Tagged: crisis of the humanities

The humanities, or the making of a pseudo-crisis

The New York Times has published another one of those cyclical articles about how the humanities are in deep trouble. Stanford is offered as an example:

Some 45 percent of the faculty members in Stanford’s main undergraduate division are clustered in the humanities — but only 15 percent of the students.

With Stanford’s reputation in technology, it is no wonder that computer science is the university’s most popular major, and that there are no longer any humanities programs among the top five. But with the recession having helped turn college, in the popular view, into largely a tool for job preparation, administrators are concerned.
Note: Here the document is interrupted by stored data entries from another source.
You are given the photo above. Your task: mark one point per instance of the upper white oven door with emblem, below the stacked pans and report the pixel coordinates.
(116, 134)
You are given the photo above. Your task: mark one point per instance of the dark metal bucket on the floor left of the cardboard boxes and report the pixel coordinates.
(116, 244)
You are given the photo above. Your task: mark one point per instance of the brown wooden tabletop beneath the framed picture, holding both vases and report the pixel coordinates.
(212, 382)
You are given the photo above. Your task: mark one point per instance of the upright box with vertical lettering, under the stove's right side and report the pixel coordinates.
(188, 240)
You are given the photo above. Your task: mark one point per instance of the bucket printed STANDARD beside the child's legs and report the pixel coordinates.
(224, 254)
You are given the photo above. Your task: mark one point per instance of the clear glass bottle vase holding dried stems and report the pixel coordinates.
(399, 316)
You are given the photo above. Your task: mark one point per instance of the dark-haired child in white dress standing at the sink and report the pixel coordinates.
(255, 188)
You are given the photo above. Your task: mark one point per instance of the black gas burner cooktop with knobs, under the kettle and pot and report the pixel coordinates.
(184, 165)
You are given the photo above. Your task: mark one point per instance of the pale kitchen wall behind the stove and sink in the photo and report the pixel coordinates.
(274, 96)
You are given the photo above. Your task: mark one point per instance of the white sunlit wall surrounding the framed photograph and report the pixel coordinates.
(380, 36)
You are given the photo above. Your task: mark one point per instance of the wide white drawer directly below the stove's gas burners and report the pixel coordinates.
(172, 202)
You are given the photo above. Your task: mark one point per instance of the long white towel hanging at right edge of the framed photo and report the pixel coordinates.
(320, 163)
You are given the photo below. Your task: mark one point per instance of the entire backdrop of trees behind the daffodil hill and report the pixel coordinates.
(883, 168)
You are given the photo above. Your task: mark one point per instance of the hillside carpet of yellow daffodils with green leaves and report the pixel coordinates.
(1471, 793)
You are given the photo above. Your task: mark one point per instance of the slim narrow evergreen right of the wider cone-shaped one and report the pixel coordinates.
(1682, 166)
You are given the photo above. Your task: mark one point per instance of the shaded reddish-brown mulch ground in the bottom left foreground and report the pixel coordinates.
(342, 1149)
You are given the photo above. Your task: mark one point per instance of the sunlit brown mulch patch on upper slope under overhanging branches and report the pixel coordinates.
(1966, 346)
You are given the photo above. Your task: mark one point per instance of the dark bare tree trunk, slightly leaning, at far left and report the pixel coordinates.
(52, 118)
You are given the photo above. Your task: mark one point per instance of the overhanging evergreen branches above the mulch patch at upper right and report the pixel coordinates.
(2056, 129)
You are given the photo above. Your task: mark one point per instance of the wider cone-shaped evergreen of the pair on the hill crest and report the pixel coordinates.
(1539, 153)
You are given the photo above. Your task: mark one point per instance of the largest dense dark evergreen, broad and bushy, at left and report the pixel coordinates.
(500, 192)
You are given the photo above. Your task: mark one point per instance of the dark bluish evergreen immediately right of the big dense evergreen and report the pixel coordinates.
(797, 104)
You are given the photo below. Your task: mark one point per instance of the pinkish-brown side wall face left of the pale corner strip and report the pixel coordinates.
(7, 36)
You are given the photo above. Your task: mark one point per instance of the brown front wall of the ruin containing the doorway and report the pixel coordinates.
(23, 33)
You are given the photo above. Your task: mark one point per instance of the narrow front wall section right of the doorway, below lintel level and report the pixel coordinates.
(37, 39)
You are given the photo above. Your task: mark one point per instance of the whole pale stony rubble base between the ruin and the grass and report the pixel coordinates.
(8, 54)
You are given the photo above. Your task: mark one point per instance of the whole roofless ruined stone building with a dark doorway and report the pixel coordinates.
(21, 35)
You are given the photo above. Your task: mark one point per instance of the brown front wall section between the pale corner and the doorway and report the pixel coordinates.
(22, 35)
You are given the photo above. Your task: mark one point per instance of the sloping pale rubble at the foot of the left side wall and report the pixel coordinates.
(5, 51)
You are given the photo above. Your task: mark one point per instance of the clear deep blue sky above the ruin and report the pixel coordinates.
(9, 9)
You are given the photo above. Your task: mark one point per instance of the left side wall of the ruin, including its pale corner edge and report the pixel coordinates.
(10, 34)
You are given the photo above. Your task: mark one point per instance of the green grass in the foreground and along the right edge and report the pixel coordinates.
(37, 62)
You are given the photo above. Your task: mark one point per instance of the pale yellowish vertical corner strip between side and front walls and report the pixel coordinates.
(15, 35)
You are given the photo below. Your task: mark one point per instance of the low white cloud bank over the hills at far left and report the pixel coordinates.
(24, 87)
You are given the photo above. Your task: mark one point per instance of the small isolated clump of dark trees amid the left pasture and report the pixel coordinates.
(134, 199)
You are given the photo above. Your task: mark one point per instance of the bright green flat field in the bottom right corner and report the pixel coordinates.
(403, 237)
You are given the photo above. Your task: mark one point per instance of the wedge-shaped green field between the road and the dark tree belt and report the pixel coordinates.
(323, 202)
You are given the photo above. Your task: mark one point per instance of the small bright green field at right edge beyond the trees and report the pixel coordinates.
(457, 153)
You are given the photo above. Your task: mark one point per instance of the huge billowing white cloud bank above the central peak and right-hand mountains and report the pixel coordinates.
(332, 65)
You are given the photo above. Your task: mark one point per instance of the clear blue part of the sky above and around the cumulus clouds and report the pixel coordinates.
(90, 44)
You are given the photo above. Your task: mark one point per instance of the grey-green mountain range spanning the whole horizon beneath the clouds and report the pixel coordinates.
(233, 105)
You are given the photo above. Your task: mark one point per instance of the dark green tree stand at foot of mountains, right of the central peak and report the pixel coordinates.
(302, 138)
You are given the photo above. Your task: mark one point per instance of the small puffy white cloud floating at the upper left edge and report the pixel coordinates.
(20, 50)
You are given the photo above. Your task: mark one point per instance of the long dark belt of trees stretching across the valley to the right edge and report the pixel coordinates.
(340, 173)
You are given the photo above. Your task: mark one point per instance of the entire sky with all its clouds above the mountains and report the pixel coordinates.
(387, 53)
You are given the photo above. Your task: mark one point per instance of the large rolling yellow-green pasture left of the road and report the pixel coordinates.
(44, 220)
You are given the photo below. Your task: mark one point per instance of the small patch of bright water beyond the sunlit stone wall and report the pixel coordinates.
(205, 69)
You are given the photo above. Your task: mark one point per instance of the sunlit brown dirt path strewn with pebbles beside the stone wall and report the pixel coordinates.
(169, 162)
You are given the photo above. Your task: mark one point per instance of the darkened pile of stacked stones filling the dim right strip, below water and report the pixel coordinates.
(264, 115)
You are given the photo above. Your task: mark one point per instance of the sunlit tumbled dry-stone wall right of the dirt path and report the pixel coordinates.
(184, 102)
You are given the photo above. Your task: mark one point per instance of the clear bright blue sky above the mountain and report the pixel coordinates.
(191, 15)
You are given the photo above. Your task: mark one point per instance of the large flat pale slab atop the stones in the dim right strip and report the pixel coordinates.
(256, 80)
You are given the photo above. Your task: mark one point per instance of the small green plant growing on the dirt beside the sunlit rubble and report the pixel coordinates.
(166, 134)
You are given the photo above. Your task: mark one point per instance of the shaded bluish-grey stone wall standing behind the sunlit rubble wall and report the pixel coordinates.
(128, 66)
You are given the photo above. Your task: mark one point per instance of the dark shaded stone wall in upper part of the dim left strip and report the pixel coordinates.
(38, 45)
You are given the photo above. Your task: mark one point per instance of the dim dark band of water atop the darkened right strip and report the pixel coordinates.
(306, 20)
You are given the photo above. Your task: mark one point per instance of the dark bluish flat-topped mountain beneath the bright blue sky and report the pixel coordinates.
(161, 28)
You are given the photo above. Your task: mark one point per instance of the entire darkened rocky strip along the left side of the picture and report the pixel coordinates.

The article goes on to note that “the percentage of humanities majors hovers around 7 percent — half the 14 percent share in 1970.” But then it points out “that decline occurred between 1970, the high point, and 1985, not in recent years.” Thus, if a crisis in the humanities exists, it arose in those 15 years. Which begs the question: why so angsty about the humanities today?

There is a deeper problem with this account. Counting “majors” is not a good measurement of the role that humanities programs play since it overlooks “service” courses and overall enrollments in humanities courses (majors and non-majors).

The reason universities are defunding (or de-emphasizing) humanities programs is because they do not generate large research grants. Science and tech programs are lavished with such funding from private capital and public sources (NSF, NIH). “Digital Humanities” are “hot” from the standpoint of administrators because they are more susceptible to external funding (the application of “digital” sounds like money). This is likely the reason why Franco Moretti feels invigorated.

You look at this university’s extraordinary science and technology achievements, and if you wonder what will happen to the humanities, you can be threatened, or you can be invigorated,” said Franco Moretti, the director of the Stanford Literary Lab. “I’m choosing to be invigorated.

At the level of intellectual practice, what does the Literary Lab (borrowing the word “lab” from the hard sciences is a neat branding move) offer the humanities?

At Stanford, digital humanities get some of that vigor: In “Teaching Classics in the Digital Age,” graduate students use Rap Genius, a popular website for annotating lyrics from rappers like Jay-Z and Eminem, to annotate Homer and Virgil. In a Literary Lab project on 18th-century novels, English students study a database of nearly 2,000 early books to tease out when “romances,” “tales” and “histories” first emerged as novels, and what the different terms signified. And in “Introduction to Critical Text Mining,” English, history and computer majors use R software to break texts into chunks to analyze novels and Supreme Court rulings.

Number crunching novels or Supreme Court decisions in high positivist fashion won’t bring the meaning of the texts any closer to hand. However, the creation of digital archives is a more worthwhile use of technology.